Sistem Esnekliğini Artırmak İçin Gereken Seçeneklerin Maliyet ve Faydaları

Sistem Esnekliğini Artırmak İçin Gereken Seçeneklerin Maliyet ve Faydaları

2018 sonu itibarıyla Türkiye’de kurulu bulunan, toplamda 5 gigavattan (GW) fazla fotovoltaik (PV) ve yaklaşık 7 GW kara üstü (onshore) rüzgâr enerjisi kapasitesi ülkenin toplam kurulu elektrik üretim kapasitesinin yaklaşık %14’ünü oluşturmaktadır. Güneş ve kara üstü rüzgâr türbinlerinin toplam elektrik üretimi 2018 yılında Türkiye’nin toplam yıllık elektrik talebinin %10’undan biraz azını karşılamıştır. SHURA’nın şebeke çalışmasına göre planlanan rüzgâr ve güneş enerjisi kapasitesinin 2026’ya kadar üç katına, yani 60 GW’a çıkarılması mümkün. Bu da günümüze oranla güneş ve rüzgar payını günümüzdeki seviyenin üç katına, yani %30 seviyesine çıkaracaktır. Ancak bu büyüklükteki bir kapasitenin entegre edilmesinin, örneğin daha esnek kömür santralleri, talep tarafı katılımı ya da enerji depolama gibi seçeneklerin devreye sokulmasıyla daha esnek bir enerji sistemi gerektirmekte.

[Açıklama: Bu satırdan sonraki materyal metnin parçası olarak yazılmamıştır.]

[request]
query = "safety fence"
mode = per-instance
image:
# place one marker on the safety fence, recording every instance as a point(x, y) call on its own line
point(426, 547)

Seçilen esneklik seçenekleri portföyünün toplam ek maliyeti MWh başına 1,7 Euro ile 3,4 Euro gibi yüksek bir düzey, yani 2026 sistem LCOE’sinin %4,5’i ile %8,9’u arasında değişmektedir. Ekde edilen toplam fayda ise MWh başına 1,3 Euro ile 1,5 Euro, yani sistem LCOE’sinin %3,5’i ile %4,0’ü arasında değişmekte. Bu esneklik seçeneklerini sisteme kazandırmak için, farklı gereksinimlerinin yanı sıra optimum maliyetli sistem esnekliğine ulaşılmasını mümkün kılan bir piyasa tasarımını da göz önünde bulunduran politika mekanizmaları gerekecek.

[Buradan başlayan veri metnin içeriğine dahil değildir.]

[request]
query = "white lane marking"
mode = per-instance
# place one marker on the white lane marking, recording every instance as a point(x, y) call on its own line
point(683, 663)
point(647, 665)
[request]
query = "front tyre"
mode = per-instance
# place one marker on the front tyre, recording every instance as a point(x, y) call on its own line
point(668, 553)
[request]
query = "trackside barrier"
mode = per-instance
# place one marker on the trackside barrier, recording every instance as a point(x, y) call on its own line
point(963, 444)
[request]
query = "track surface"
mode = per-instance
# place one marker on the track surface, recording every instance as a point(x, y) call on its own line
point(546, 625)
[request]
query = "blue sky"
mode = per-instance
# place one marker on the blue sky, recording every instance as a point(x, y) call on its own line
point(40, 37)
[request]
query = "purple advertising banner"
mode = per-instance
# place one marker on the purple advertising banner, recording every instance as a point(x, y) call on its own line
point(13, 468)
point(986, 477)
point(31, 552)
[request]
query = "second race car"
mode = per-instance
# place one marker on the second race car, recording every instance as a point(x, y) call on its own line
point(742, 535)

Bu çalışmanın sonuçlarından hareketle Türkiye’deki enerji planlamacılarına, şebeke operatörlerine, piyasa düzenleyecilerine ve enerji sektörünün değerlendirmesine sunulmak üzere şu beş tavsiye belirlenmiştir:

  1. Arz-talep dengesini sağlamak ve sistemin esnekliğini artırmak üzere, coğrafi açıdan ayrıntılı bir strateji temelinde rüzgâr ve güneş enerjisine yönelik kapsamlı bir şebeke entegrasyon planı hazırlanması,
  2. Mevcut esneklik seçeneklerinin kullanılmasını ve yeni seçeneklere yatırım yapılmasını yeterli düzeyde teşvik etmek üzere düzenleyici bir çerçeve oluşturulması ve esnekliğin değerini yansıtan destekleyici politika mekanizmaları geliştirilmesi,
  3. Artan sistem esnekliği gereksinimlerine hızlı yanıt verilmesini sağlayabilecek düşük maliyetli erken fırsatlar değerlendirilmesi,
  4. Sahip olduğu avantajlar göz önünde bulundurularak, talep tarafı katılım ile ilişkili engellerin belirlenmesi ve aşılması,
  5. Batarya depolamanın, daha yüksek rüzgâr ve güneş enerjisi paylarına ulaşılmasında farklı teknolojiler için oynayabileceği rolü ve değerini ayrıntılı bir şekilde analiz ederek, bu esneklik seçeneğine ilişkin bir plan hazırlanması.